I am really leaning towards a shrimp tank, if I can mod the intake.

I've also thought about pea puffers, but I can't get a steady supply of snails. 

What would you put in an 8g planted tank? I'll probably go with shrimp but I want to know if anyone has any interesting suggestions


----------



## plantedinvertz (Apr 21, 2010)

In my honest and unbiased opinion, I would have to say SHRIMP.


----------



## TomC (Apr 21, 2010)

Shrimp and tiny fish like hets (pygmy livebearers).


----------



## O.C.D Fishies (Apr 21, 2010)

Chili Rasboras and shrimpies.


----------



## TomC (Apr 21, 2010)

A breeding trio of killifish would be nice too. They can have lots of personality.


----------



## Nanokid (May 18, 2010)

i dont like biocubes as planted tanks because its hard to get 6700 K - only 10000. if your set on planted, get co2. you wont regret it!


----------



## Atom (Apr 21, 2010)

How about some Dario Dario/Scarlet Badis

Though I have caught the shrimp obsession lately too so I'm all for that too.


----------



## bluecrasher96 (Nov 29, 2010)

I've caught the shrimp obsession too, so my vote is definitely for shrimp 
They are so cute & entertaining to watch


----------



## 2wheelsx2 (Apr 21, 2010)

8 gallons I would definitely say planted shrimp.


----------



## tang daddy (Apr 21, 2010)

Hmmm...........that's a tough decision! 

Well if it was me, I would do a shim_ tank


----------



## Mferko (Jun 8, 2010)

dwarf puffers  i had shrimp but went to these cuties
killies would be cool too though


----------



## Keri (Aug 2, 2010)

Well, the 8g is officially empty of saltwater, liverock and sand so I'm going to run some vinegar and water in it for a few days to dissolve the coraline off the back. 

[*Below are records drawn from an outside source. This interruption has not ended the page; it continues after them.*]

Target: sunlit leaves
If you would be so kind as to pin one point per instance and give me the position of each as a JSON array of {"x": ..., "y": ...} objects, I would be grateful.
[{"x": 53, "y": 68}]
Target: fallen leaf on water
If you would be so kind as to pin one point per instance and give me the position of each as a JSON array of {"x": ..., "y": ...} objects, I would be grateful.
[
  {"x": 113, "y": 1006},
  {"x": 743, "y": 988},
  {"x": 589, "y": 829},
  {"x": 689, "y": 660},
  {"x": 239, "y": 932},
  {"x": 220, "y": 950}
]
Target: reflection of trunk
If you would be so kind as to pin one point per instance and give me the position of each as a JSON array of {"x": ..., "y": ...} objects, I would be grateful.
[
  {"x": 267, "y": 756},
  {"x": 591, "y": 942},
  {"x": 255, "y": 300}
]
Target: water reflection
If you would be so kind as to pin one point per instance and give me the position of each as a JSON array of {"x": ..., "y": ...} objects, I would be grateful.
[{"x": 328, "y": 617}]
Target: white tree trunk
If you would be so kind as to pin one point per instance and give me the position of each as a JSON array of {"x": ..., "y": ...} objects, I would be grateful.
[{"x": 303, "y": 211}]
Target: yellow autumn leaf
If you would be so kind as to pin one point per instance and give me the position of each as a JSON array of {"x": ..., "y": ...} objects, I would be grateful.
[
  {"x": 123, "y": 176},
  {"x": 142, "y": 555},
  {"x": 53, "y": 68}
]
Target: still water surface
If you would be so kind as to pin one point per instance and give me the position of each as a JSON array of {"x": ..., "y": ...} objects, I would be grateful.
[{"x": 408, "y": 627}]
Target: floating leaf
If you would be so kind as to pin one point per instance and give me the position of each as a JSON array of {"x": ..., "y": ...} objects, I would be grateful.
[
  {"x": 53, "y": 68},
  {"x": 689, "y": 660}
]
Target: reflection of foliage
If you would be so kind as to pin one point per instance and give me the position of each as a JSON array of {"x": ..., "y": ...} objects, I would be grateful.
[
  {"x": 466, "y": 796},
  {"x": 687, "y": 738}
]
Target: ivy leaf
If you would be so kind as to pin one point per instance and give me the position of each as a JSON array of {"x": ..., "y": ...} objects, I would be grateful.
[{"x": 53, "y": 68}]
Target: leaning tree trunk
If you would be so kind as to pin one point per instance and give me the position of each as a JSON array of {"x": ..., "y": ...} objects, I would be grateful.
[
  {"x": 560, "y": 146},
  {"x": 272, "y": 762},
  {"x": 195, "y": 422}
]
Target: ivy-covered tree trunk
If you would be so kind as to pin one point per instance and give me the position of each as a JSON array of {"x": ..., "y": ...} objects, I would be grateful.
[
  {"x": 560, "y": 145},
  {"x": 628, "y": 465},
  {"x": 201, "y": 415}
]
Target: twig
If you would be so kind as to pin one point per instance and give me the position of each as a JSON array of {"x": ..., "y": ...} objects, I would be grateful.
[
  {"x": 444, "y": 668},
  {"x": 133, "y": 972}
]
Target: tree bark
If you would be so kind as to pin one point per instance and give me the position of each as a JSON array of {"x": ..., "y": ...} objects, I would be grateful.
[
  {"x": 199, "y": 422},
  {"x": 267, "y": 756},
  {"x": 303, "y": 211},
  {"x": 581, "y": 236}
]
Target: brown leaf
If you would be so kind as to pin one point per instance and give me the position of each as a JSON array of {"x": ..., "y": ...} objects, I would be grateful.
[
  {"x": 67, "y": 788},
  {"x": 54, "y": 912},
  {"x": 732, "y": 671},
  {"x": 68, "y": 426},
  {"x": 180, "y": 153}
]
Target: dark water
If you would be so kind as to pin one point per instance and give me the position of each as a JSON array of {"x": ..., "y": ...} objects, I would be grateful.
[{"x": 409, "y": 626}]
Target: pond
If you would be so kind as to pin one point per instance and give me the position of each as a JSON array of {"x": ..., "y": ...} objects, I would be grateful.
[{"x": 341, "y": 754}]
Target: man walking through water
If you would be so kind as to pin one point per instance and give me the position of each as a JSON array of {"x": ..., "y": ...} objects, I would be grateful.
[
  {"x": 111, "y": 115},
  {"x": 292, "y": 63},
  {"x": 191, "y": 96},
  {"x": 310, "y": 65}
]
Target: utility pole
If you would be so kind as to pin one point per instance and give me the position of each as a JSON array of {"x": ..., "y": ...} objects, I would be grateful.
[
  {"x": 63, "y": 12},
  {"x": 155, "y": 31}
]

I'm kind of stuck with the 10k bulb as I just bought a new one lol, will plants not grow?


----------



## 2wheelsx2 (Apr 21, 2010)

10k will grow plants fine. I used it exclusively for a while, but the look is a bit too blue for a fw tank. It does produce slightly usable light for plants than something warmer, but that may work to your advantage.


----------



## Keri (Aug 2, 2010)

Thanks 2wheels


----------